Ja, das erhalten nur wir Produzenten und der Künstler selbst.

Was steht die nächsten Tage bei dir an?
Mein persönliches Highlight habe ich schon am Freitag hinter mich gebracht, meine alljährliche Pre-Grammy-Party, die ich organisiere. Unter anderem waren auch David Hasselhoff und alte Freunde von Elvis Presley dabei. Mit Hasselhoffs Tochter Taylor werde ich demnächst Songs produzieren, sowie auch das Album zu Roberto Blancos 80. Geburtstag. Die Arbeit geht also gleich wieder los.

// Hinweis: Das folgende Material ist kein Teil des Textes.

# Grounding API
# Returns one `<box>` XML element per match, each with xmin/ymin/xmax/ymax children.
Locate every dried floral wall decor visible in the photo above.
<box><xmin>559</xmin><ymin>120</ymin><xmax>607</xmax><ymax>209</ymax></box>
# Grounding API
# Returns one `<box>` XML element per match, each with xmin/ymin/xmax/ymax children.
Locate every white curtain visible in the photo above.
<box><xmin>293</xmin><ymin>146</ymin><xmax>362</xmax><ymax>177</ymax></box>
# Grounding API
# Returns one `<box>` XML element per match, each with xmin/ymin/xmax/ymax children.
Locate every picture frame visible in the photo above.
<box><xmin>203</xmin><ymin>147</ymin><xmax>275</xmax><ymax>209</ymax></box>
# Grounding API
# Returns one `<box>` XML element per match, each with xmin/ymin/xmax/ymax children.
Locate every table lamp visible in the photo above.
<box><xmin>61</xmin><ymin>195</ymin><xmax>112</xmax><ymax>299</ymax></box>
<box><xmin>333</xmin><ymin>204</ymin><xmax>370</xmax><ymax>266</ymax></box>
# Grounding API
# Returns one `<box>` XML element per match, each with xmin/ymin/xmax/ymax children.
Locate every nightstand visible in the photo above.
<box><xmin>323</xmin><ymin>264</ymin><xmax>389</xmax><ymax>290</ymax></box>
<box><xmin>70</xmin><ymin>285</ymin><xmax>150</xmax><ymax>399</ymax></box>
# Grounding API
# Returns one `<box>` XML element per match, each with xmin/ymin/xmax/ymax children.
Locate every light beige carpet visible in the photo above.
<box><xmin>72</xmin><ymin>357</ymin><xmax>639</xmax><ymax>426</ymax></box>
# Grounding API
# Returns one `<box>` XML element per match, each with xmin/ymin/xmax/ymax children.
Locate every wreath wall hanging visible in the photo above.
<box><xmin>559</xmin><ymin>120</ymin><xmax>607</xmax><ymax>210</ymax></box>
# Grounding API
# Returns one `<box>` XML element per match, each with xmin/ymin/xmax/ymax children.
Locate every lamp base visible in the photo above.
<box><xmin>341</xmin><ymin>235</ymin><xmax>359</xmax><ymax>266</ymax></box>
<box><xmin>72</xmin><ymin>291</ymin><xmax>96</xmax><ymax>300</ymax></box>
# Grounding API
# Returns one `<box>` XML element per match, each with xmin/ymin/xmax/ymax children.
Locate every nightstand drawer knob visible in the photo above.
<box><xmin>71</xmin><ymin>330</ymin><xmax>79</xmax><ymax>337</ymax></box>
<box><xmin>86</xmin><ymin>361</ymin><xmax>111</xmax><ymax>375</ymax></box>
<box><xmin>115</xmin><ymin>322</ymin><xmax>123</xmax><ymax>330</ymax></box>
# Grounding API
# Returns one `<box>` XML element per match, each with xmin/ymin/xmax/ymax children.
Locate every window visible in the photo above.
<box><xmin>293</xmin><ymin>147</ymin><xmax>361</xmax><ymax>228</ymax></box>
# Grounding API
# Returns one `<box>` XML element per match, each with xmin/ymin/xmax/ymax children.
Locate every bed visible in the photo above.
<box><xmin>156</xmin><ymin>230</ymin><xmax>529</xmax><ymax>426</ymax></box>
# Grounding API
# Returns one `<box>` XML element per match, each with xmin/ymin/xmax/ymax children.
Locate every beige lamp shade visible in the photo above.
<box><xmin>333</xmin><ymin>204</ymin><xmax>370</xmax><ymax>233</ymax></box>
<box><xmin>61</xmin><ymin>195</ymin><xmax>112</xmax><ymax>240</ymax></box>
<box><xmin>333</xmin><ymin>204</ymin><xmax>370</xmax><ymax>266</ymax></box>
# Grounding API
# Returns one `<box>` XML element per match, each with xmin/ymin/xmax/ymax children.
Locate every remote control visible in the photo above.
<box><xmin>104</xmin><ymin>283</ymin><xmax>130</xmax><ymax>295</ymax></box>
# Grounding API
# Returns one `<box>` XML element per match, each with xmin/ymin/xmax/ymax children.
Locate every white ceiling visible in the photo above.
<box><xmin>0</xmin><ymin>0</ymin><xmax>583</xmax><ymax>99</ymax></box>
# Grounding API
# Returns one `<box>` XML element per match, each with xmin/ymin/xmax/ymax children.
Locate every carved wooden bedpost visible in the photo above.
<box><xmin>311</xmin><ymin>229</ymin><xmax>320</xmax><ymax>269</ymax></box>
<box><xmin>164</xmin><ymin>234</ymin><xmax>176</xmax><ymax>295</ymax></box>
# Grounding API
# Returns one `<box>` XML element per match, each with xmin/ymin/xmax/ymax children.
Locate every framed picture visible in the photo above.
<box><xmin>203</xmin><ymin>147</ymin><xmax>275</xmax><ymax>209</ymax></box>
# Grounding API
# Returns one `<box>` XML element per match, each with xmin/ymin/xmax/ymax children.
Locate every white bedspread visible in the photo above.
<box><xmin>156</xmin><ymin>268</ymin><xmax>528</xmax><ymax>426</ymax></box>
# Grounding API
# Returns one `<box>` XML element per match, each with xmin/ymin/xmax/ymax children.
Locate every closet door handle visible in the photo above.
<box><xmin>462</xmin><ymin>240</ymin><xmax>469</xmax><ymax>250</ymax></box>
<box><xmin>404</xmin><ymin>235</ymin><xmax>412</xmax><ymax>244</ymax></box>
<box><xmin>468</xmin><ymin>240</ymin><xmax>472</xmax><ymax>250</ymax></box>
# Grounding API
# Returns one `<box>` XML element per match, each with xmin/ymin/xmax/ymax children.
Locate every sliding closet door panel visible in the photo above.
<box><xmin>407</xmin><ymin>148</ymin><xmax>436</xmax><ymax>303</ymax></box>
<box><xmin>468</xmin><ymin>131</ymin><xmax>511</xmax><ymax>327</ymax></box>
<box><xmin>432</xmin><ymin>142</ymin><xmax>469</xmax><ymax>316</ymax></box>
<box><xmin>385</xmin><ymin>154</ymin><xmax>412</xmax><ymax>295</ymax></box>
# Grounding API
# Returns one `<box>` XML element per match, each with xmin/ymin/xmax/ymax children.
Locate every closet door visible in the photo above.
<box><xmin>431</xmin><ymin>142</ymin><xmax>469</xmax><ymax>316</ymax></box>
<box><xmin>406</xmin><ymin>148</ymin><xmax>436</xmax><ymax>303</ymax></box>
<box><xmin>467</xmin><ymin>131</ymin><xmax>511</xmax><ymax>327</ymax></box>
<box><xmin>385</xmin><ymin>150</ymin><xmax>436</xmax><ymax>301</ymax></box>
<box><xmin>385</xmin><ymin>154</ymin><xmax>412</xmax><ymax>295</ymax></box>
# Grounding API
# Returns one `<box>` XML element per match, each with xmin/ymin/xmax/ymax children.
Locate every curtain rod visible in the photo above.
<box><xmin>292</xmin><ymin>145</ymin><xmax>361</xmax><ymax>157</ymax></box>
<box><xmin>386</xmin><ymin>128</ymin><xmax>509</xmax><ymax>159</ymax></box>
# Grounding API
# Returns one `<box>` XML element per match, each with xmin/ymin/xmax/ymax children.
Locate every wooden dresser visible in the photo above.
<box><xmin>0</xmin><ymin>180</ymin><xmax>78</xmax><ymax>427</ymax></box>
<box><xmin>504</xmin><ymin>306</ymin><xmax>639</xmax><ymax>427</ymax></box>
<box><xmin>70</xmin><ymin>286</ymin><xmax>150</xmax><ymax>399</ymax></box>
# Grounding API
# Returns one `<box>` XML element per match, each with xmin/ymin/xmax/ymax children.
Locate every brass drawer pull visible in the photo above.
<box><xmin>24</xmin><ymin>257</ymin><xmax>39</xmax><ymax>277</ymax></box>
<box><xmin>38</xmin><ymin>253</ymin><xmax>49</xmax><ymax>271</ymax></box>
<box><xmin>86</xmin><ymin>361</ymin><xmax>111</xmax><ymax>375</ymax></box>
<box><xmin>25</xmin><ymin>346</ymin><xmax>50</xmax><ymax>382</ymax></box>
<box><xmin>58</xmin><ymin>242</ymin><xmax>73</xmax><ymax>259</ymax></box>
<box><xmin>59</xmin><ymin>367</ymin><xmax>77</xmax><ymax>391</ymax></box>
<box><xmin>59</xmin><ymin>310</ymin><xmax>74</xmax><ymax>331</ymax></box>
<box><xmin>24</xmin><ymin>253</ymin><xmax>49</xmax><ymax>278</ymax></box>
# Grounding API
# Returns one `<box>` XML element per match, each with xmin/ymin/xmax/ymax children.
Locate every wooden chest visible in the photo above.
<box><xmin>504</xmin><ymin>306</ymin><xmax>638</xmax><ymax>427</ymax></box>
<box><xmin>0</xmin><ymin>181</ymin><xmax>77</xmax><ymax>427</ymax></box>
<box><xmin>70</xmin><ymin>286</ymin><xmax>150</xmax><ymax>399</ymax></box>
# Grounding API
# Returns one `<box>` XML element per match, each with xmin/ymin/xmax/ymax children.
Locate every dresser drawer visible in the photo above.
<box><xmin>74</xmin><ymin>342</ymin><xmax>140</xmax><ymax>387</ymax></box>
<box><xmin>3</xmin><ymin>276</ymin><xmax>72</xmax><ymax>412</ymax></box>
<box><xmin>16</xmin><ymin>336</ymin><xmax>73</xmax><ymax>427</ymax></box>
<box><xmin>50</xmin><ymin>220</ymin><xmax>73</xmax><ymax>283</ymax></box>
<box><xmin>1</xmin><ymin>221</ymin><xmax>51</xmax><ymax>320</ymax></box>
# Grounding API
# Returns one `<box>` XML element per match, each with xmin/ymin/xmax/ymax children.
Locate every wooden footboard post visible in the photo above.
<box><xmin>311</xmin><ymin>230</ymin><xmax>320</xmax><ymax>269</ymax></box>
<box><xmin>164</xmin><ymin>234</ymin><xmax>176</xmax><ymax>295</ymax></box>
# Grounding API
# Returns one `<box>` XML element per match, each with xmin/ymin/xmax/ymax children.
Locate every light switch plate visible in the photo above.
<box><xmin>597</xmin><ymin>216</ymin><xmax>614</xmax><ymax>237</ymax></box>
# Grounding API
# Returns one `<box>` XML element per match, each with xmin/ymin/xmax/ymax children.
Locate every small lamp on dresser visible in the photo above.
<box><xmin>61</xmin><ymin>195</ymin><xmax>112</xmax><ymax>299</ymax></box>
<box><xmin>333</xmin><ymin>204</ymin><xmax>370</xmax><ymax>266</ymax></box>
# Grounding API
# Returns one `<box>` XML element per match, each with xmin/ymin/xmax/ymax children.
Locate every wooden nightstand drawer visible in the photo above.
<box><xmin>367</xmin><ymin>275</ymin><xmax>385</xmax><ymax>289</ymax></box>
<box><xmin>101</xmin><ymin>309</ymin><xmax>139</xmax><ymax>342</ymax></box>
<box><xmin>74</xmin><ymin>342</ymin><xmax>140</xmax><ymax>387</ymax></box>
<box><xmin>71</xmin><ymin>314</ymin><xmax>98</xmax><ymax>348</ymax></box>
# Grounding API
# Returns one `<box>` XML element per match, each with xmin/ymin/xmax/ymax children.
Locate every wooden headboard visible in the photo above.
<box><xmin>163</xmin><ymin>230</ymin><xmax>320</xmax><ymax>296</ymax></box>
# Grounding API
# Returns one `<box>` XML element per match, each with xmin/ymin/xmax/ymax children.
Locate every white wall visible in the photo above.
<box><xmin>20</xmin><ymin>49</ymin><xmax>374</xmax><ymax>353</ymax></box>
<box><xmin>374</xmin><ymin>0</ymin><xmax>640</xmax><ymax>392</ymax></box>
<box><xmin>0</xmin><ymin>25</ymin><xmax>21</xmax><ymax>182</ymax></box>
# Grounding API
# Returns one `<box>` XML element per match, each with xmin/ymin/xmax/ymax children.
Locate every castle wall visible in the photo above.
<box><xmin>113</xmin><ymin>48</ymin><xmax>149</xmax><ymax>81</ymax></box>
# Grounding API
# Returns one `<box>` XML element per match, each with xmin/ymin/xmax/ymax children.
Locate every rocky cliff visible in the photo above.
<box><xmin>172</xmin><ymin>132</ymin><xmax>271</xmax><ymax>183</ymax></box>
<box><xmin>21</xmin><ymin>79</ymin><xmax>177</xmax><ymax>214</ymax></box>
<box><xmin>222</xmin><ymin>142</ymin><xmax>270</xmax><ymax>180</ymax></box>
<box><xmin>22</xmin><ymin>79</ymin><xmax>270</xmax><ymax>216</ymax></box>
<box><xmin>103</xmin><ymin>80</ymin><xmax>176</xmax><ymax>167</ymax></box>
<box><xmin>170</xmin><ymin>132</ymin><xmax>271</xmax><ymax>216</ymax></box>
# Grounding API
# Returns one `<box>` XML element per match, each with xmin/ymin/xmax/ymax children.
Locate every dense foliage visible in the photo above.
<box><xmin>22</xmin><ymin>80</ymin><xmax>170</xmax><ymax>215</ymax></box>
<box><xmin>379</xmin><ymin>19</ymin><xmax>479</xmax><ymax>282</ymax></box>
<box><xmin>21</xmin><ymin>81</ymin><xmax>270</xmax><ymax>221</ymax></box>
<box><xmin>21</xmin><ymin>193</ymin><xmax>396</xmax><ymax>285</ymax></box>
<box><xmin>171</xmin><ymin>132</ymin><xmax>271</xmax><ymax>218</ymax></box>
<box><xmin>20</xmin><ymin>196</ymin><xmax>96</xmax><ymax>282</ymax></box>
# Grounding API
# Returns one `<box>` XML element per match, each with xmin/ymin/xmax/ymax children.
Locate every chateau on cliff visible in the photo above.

Danke für das Gespräch, Al. Alles Gute auch weiterhin!
Danke, dir auch!

Ein Betrüger ist Al Walser nicht, das wäre vermessen zu sagen und würde dir wahrscheinlich nur eine Klagedrohung einbringen. Vielmehr ist er wie dein alter Schulfreund, der schon seit Jahren mit nur mässigem Erfolg versucht, mit seiner Rapperkarriere durchzustarten und dich unerbittlich auf Facebook mit Spamnachrichten eindeckt, in denen er dich dazu auffordert, für sein amateurhaft produziertes Video an irgendeinem Contest zu voten. Bloss hat Al Walser im gegensatz zu deinem Schulfreund gecheckt, wie er das System überlisten kann.